Aucune réponse ne vint s'ajouter au fracas de la cascade qui passait non loin de là. Les oiseaux, qui chantaient dans une langue étrangère, vinrent se placer sur les branches d'un sycomore, et observaient la scène avec un intérêt presque humain. Se remémorant les étapes du rituel, il se positionna dos à la fontaine avant de lancer la pièce en or par-dessus son épaule gauche. Il ferma ensuite les yeux, puis tourna trois fois sur lui-même en formulant son vœu à voix haute.

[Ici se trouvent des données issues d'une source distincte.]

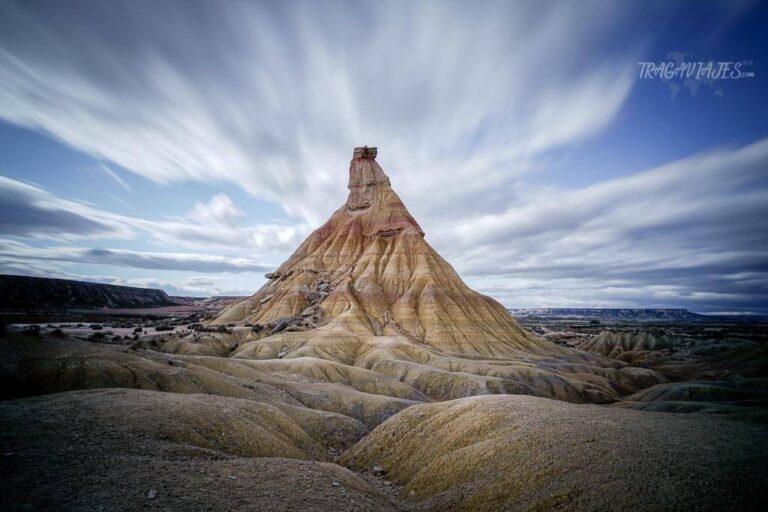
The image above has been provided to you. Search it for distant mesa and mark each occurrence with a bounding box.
[0,275,178,311]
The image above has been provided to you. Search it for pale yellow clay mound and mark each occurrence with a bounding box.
[341,396,768,511]
[207,148,662,403]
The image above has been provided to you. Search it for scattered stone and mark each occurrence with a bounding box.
[270,319,291,334]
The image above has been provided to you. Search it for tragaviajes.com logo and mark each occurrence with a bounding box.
[638,52,755,100]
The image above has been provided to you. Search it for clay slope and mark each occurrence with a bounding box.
[216,146,546,356]
[341,396,768,511]
[206,148,659,402]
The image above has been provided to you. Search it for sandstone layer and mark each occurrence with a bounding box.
[204,148,662,402]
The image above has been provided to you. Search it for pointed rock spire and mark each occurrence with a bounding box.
[347,146,390,210]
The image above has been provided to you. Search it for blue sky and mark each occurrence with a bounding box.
[0,1,768,313]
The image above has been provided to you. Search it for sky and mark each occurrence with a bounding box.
[0,0,768,314]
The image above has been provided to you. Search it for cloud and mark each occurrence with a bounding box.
[0,176,309,252]
[99,162,132,192]
[0,1,658,224]
[0,176,132,239]
[440,139,768,312]
[0,239,273,273]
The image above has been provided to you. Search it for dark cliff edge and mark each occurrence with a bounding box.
[0,275,178,311]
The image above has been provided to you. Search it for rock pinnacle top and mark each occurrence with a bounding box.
[352,146,377,158]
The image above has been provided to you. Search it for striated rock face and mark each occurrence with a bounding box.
[208,147,656,402]
[217,148,538,355]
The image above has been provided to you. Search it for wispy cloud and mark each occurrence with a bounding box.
[0,176,309,252]
[0,1,653,224]
[0,239,272,273]
[444,139,768,311]
[99,162,132,192]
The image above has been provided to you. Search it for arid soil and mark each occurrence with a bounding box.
[0,148,768,511]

— Je veux une femme aussi délicate que la brise, et aussi belle qu'une rose.
Aussitôt prononcés, ces mots firent apparaître une bulle bleutée sur la surface lisse de l'eau de la fontaine. Cette bulle se détacha progressivement de son élément minéral, dévoilant en son centre un minuscule lutin au chapeau pointu. Il était revêtu d'une cape en feuille, d'où dépassaient des ailes de libellule, et de bottes en écorce. Il agitait avec frénésie un petit bâton orné d'une opaline, ce qui produisait des étincelles dorées. Ses yeux étaient semblables à deux myrtilles, et fixaient l'étranger avec une curiosité non dissimulée.
La bulle s'éleva encore un peu avant d'éclater en une myriade de gouttelettes, poudre de fée enchantée qui retombaient avec douceur, ondulant la surface de l'eau une fois de plus sortie de sa paisible immobilité. L'être fluet virevolta quelque seconde avant de venir se poser, avec délicatesse, sur le rebord de la fontaine.

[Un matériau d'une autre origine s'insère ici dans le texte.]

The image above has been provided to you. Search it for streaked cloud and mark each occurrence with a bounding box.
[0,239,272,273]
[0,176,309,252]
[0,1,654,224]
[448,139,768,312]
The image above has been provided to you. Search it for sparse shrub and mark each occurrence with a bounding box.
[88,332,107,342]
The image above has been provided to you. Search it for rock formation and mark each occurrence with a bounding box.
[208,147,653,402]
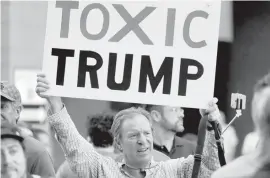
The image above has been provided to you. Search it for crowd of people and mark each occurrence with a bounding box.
[1,74,270,178]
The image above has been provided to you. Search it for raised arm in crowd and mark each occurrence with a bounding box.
[36,74,220,178]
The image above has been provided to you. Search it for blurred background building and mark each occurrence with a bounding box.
[1,1,270,168]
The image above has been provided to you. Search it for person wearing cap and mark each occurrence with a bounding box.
[1,82,55,177]
[1,122,40,178]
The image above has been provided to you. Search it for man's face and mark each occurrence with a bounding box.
[1,138,26,178]
[1,97,19,124]
[120,114,153,166]
[160,106,185,132]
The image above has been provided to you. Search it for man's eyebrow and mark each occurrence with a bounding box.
[8,145,20,149]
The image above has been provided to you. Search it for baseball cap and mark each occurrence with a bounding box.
[1,81,22,104]
[1,122,23,142]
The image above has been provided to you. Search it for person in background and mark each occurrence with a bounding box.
[1,121,40,178]
[145,105,196,158]
[212,73,270,178]
[219,111,239,163]
[241,131,259,155]
[17,121,34,137]
[1,82,55,177]
[56,114,118,178]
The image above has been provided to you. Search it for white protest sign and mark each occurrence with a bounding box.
[43,0,221,108]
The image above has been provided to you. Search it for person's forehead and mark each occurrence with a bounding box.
[1,138,21,149]
[1,96,12,103]
[162,106,182,111]
[122,114,151,132]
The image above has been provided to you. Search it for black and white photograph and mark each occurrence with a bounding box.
[0,0,270,178]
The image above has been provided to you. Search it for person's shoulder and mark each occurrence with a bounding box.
[175,136,196,148]
[211,156,254,178]
[152,149,171,162]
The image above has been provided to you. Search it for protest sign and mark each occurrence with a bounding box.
[43,1,221,108]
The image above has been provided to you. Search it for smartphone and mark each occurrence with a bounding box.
[231,93,246,110]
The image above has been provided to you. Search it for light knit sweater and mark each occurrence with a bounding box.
[48,107,220,178]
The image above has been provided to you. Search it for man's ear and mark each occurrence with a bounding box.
[114,138,123,153]
[150,110,161,122]
[15,106,22,123]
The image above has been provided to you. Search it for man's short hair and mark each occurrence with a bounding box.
[0,81,22,107]
[1,121,25,150]
[88,114,113,147]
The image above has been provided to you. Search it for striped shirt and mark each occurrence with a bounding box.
[48,107,220,178]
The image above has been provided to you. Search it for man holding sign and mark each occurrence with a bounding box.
[40,1,221,178]
[36,74,220,178]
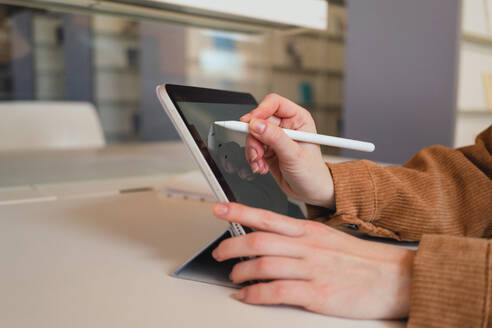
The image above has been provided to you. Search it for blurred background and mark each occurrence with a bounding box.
[0,0,492,163]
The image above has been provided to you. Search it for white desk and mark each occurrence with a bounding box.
[0,142,404,328]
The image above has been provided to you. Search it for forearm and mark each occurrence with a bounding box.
[408,235,492,327]
[320,129,492,240]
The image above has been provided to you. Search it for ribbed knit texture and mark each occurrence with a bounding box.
[408,235,492,327]
[317,126,492,327]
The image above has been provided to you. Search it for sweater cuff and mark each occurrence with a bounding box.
[408,235,492,327]
[322,160,400,240]
[326,161,376,222]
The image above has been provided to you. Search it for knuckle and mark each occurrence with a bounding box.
[295,145,304,158]
[261,211,275,230]
[247,232,267,251]
[229,262,243,281]
[272,284,288,300]
[268,124,282,144]
[256,257,271,275]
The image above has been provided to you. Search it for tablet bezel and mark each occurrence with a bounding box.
[156,84,258,236]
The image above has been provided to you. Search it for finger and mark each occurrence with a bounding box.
[236,280,315,307]
[261,160,270,175]
[230,256,310,284]
[245,133,265,163]
[212,231,306,262]
[213,203,304,237]
[252,93,306,119]
[249,119,302,162]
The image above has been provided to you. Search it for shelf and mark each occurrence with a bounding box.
[94,66,139,74]
[308,104,342,113]
[272,66,344,79]
[461,32,492,47]
[96,100,140,107]
[457,108,492,115]
[3,0,328,33]
[92,30,139,42]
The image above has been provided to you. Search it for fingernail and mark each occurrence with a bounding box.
[251,162,260,173]
[248,148,258,162]
[214,204,229,216]
[239,113,251,122]
[234,289,246,301]
[250,120,266,134]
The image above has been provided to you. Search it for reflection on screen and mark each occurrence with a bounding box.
[177,102,304,218]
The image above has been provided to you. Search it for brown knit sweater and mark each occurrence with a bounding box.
[320,126,492,327]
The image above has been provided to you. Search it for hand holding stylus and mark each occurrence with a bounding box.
[241,94,335,208]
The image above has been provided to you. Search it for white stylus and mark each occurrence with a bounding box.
[214,121,376,152]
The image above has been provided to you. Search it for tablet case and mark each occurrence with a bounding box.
[171,230,243,288]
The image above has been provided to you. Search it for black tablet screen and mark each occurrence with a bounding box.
[167,86,304,218]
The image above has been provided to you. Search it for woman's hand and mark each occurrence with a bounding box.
[212,203,415,319]
[241,94,334,208]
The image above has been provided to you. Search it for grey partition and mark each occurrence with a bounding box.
[343,0,461,163]
[140,22,185,141]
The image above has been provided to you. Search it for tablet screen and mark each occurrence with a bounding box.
[166,85,304,222]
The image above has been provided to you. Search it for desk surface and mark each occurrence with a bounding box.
[0,143,404,328]
[0,192,404,328]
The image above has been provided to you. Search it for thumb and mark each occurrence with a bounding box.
[249,119,302,162]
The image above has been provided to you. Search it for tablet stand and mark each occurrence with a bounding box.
[171,230,242,288]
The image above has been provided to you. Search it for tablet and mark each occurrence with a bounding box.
[157,84,305,236]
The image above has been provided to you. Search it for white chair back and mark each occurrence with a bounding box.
[0,101,106,151]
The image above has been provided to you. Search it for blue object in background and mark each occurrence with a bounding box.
[298,81,314,106]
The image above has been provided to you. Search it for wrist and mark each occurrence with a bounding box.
[395,249,416,318]
[309,162,336,210]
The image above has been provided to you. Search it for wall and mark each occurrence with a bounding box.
[343,0,461,163]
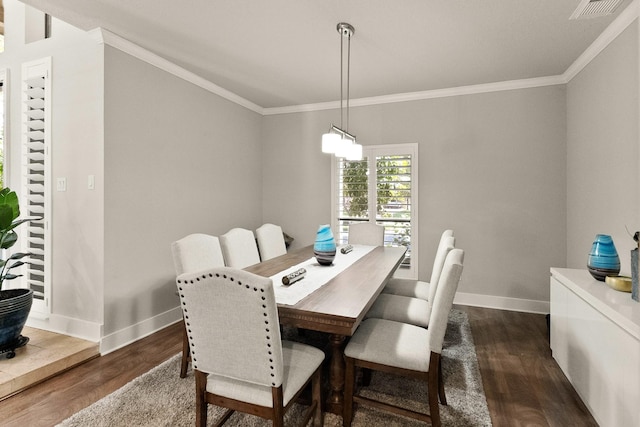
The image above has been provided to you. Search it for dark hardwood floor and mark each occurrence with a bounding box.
[0,306,597,427]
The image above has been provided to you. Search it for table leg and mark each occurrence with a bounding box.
[326,334,345,415]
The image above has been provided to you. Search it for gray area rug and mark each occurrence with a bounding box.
[59,310,491,427]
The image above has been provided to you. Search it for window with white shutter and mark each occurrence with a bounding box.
[332,144,418,278]
[17,58,51,314]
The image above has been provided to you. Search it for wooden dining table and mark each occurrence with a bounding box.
[245,246,406,415]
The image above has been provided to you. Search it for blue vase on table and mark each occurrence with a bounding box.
[313,224,336,265]
[587,234,620,282]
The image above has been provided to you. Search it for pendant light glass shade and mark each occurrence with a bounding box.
[322,22,362,160]
[322,133,342,154]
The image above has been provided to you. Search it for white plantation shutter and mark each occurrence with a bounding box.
[21,58,51,314]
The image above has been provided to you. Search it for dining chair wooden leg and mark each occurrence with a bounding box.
[438,357,447,405]
[271,387,284,427]
[194,370,207,427]
[427,352,442,427]
[180,325,191,378]
[342,357,356,427]
[311,367,324,427]
[362,368,371,387]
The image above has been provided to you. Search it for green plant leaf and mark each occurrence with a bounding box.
[0,230,18,249]
[7,261,24,270]
[0,188,20,222]
[0,203,13,231]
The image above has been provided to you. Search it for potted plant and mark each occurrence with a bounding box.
[0,188,41,358]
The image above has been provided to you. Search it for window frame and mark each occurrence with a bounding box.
[331,143,420,279]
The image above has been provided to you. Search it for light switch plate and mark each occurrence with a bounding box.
[56,178,67,191]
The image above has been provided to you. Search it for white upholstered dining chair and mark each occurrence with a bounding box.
[176,267,324,427]
[171,233,224,378]
[343,249,464,427]
[256,223,287,261]
[220,228,260,268]
[382,230,455,301]
[348,222,384,246]
[366,237,454,328]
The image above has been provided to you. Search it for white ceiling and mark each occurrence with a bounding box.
[23,0,631,108]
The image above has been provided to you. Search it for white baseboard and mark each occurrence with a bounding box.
[100,307,182,356]
[26,312,102,342]
[453,292,549,314]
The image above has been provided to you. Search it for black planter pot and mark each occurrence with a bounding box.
[0,289,33,359]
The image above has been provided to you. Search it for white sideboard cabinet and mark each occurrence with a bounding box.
[550,268,640,427]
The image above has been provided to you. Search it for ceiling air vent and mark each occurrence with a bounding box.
[569,0,622,19]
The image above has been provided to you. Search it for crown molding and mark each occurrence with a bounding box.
[89,0,640,116]
[562,0,640,83]
[262,75,566,116]
[89,28,264,114]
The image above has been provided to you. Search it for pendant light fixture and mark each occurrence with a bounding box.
[322,22,362,160]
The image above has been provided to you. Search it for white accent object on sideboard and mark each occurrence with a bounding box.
[550,268,640,427]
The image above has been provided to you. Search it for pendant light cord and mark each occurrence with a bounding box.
[340,25,351,132]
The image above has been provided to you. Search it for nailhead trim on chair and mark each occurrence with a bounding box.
[178,273,276,387]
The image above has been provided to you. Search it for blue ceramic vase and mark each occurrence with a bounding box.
[313,225,336,265]
[587,234,620,282]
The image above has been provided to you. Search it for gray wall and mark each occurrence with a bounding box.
[104,47,262,334]
[263,86,566,308]
[567,20,640,274]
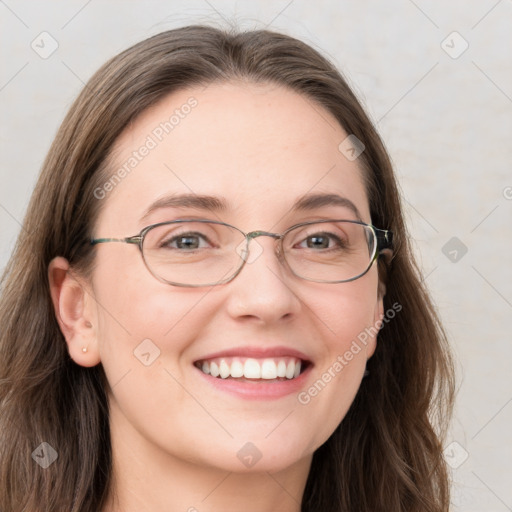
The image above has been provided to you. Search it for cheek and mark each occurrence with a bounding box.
[93,247,215,385]
[298,273,378,442]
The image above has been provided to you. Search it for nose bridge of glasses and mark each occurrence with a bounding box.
[245,231,283,240]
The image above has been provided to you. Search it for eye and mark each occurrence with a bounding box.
[296,232,346,250]
[160,232,212,251]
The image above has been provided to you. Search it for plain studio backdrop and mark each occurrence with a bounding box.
[0,0,512,512]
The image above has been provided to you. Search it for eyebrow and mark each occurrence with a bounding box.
[141,194,228,220]
[293,194,362,220]
[141,194,362,220]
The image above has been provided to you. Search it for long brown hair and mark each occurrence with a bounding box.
[0,26,453,512]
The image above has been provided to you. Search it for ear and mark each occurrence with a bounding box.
[48,256,100,366]
[366,277,386,359]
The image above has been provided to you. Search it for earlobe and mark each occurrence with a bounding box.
[366,292,385,359]
[48,256,100,366]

— J'ai reçu ton offrande, à mon tour de te donner ce que tu désires du plus profond de ton cœur, déclara-t-il d'une voie musicale.
Ascelin n'eut pas le temps de répondre : le sylphe agita à nouveau sa baguette qui lançait des ronds de lumière colorée. Il se protégea le visage de ses mains, troublé par la vision qui s'offrait à lui. Il n'était pas sûr lui-même de ce à quoi il était en train d'assister. Le lutin finit par interrompre son ballet multicolore. Il s'étira de longues minutes avant d'énoncer les règles du contrat.
— Tu rencontreras ta femme lorsque tu rentreras au village. En échange de mon bon service, à chaque fois que tu passeras devant une fontaine, tu devras y jeter une pièce en or.
— Mais, répliqua Ascelin, ce n'était pas ce qui était convenu !
— Rien n'était convenu jusqu'à présent, se contenta de répondre le lutin.
L'homme réfléchit un instant avant d'ajouter :
— Et comment puis-je être sûr de rencontrer la femme de mes rêves, et pas une autre roturière aux mains ridées par le labeur ?
— Tu ne crois pas en mes pouvoirs ?
— Si, bien sûr, s'empressa de répondre Ascelin. Auquel cas je ne serais pas venu vous rendre visite.
Sur ces bons mots le lutin retourna dans ses eaux diaphanes. Le chemin du retour parut long à notre bon homme qui ne cessait de s'interroger. Une fois arrivé au village, une fontaine qu'il n'avait jamais vue jusqu'alors, attira son attention. Les paroles du sylphe résonnèrent dans son esprit, si bien qu'il crut un instant que le petit être l'avait suivi. Il n'hésita qu'une seconde avant de jeter une pièce dans la fontaine. Un enfant, qui passait par là, lui demanda la raison de ce geste incongru.
— C'est pour que mon vœu se réalise, expliqua Ascelin.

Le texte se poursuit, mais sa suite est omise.